In April 1875, Zinelli appointed Giuseppe Sarto (the future Pope Pius X) as chancellor of his diocese. In the summer of the same year he was struck down by apoplexy and was almost unable to continue as a bishop. However, he continued in office until his death in 1879, when Giuseppe Sarto issued the following statement:

"Today on 24 November of the year 1879 at 9:30 am, following a stroke, which he suffered on 20 November at about midday, equipped with the comforts of Religion, and especially blessed from the SP, his most Illustrious and Reverend Excellency Monsignor Federico Maria Zinelli, bishop of Treviso, passed to his eternal rest, having been born in Venice on 23 June 1805, appointed bishop on 21 August 1861, confirmed on the following 30 September, consecrated in Udine on 11 February 1862, and after having governed the diocese with singular prudence, with the courage of the apostle, and with the charity of our father. The city is desolate by the irreparable disaster by which it is struck and is preparing to show its gratitude to its venerable bishop in all possible ways.
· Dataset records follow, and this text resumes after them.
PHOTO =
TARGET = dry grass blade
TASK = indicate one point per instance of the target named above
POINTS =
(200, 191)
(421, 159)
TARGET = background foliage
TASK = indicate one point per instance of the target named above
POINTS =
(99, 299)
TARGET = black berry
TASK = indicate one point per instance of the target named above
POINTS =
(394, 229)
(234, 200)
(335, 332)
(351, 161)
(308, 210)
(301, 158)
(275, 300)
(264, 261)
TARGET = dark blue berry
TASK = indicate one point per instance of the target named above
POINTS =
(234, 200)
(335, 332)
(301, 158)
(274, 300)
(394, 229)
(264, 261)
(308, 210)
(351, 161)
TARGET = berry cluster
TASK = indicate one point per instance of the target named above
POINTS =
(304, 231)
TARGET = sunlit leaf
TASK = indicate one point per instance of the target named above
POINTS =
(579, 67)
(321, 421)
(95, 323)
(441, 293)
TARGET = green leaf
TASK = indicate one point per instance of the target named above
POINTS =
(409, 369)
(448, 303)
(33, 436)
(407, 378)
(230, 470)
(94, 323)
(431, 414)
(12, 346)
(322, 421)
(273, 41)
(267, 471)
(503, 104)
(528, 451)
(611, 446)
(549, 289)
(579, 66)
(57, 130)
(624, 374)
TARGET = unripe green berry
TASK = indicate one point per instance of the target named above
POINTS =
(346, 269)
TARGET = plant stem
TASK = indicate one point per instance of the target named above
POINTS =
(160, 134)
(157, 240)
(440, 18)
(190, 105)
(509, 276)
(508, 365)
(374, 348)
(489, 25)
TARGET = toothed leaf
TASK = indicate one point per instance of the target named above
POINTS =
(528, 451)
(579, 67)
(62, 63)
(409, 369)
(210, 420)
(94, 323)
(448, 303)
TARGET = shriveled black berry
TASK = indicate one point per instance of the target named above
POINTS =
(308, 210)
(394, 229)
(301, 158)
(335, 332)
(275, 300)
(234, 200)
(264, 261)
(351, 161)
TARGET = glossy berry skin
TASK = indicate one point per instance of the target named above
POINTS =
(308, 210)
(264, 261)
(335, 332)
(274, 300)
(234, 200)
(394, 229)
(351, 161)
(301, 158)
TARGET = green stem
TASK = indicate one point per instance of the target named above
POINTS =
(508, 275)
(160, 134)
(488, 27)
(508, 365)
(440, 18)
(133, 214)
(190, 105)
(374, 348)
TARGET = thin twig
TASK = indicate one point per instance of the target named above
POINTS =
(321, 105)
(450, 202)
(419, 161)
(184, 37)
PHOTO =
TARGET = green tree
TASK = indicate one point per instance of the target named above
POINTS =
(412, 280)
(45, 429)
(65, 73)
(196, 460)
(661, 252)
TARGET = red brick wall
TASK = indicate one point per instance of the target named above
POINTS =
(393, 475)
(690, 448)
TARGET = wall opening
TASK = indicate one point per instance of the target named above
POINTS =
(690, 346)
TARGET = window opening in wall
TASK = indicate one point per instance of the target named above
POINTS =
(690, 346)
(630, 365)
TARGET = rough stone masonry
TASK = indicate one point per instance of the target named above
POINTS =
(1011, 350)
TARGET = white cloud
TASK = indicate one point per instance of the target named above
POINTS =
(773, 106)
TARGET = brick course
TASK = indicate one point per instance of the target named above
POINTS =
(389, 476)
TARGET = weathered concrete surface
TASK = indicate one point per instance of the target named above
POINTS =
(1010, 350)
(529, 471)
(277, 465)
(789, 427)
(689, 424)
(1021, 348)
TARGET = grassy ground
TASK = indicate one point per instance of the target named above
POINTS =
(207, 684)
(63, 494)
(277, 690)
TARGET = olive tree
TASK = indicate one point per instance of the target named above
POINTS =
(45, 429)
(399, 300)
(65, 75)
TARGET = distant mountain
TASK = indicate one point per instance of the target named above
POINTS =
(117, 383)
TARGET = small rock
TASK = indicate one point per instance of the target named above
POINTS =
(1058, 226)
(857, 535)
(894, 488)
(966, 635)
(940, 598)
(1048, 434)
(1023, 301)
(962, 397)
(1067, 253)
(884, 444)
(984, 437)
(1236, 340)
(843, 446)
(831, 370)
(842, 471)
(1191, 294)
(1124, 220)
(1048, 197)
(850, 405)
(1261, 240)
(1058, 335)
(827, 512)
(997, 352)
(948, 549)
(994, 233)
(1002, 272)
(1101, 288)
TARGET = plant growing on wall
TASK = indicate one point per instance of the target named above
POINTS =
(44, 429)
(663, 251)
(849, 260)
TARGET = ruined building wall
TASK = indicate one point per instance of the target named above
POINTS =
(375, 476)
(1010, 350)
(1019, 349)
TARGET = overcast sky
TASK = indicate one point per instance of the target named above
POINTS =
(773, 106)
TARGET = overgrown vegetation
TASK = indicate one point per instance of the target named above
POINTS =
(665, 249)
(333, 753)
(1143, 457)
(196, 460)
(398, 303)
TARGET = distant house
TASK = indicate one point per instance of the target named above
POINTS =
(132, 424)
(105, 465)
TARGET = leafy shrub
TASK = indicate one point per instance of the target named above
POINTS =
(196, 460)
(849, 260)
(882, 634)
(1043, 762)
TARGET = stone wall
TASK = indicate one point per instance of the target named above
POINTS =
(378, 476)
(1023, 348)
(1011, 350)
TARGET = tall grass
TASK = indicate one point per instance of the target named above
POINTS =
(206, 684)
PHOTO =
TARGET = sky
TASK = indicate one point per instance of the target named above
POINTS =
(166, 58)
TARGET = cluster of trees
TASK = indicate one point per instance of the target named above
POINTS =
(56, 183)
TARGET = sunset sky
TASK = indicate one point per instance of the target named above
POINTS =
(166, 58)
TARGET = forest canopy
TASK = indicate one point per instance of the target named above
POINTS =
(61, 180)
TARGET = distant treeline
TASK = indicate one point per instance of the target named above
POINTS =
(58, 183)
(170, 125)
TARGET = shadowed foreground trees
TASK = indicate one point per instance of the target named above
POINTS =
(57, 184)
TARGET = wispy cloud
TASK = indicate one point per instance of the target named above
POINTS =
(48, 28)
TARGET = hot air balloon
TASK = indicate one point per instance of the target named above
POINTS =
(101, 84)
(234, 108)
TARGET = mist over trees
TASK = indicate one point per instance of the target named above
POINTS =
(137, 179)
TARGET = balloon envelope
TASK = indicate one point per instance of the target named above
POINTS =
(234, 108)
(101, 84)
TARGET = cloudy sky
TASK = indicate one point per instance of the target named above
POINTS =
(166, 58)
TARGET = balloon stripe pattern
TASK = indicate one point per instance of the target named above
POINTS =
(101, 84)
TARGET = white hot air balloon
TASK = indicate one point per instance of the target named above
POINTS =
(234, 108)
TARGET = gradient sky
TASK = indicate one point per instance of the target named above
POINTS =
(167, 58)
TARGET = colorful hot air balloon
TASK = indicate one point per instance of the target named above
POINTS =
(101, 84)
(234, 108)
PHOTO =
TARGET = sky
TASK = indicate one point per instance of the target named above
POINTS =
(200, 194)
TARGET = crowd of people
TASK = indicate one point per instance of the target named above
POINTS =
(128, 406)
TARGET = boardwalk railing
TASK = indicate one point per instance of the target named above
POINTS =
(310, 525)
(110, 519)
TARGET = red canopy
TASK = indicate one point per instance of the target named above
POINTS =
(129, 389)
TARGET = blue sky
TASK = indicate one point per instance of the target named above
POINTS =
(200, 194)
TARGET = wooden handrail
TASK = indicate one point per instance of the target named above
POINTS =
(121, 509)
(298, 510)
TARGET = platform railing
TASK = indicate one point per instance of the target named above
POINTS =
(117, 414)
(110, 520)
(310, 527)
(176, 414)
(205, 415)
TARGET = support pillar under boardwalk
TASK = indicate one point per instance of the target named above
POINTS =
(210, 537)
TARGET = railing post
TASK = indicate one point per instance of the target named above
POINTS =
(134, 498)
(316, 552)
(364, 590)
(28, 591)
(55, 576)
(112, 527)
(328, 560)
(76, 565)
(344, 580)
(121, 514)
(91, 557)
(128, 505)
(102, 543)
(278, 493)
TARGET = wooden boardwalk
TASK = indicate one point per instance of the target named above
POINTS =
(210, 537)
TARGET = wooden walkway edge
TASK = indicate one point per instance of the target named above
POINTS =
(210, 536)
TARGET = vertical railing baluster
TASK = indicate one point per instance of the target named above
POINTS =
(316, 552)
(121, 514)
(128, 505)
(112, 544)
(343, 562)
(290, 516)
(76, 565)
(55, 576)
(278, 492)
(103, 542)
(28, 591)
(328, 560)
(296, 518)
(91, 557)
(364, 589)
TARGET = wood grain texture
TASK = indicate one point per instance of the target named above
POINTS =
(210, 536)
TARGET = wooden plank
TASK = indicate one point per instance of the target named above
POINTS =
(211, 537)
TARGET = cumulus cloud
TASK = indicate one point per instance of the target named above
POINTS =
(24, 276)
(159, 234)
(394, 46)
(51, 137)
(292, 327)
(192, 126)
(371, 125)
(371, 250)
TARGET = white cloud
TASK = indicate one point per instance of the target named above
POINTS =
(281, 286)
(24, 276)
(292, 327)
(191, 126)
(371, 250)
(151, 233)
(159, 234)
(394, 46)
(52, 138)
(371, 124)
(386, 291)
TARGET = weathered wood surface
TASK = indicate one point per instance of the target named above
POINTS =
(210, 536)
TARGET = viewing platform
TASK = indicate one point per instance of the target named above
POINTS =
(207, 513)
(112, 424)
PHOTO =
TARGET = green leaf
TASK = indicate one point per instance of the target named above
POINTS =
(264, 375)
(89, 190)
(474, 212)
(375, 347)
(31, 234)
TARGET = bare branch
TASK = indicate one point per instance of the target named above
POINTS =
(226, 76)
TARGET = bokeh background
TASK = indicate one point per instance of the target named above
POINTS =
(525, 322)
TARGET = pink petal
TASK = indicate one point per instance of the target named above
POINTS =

May the Lord welcome him into his bosom, and may the soul of that blessed one soon implore us another bishop, to whom we can exhibit the same servitude, the same obedience, the same unlimited obedience, which we have exhibited to him for so many years, the only comfort that remains for us in so much bitterness. C. Gius. Sarto, Bishop’s Chancellor."

The body of Zinelli was buried first in a tomb within the new church of Santa Bona di Treviso, which he had had built. In 1931, his remains were moved to the chapel of Our Lady in Treviso Cathedral and are now with those of other bishops of Treviso in the crypt.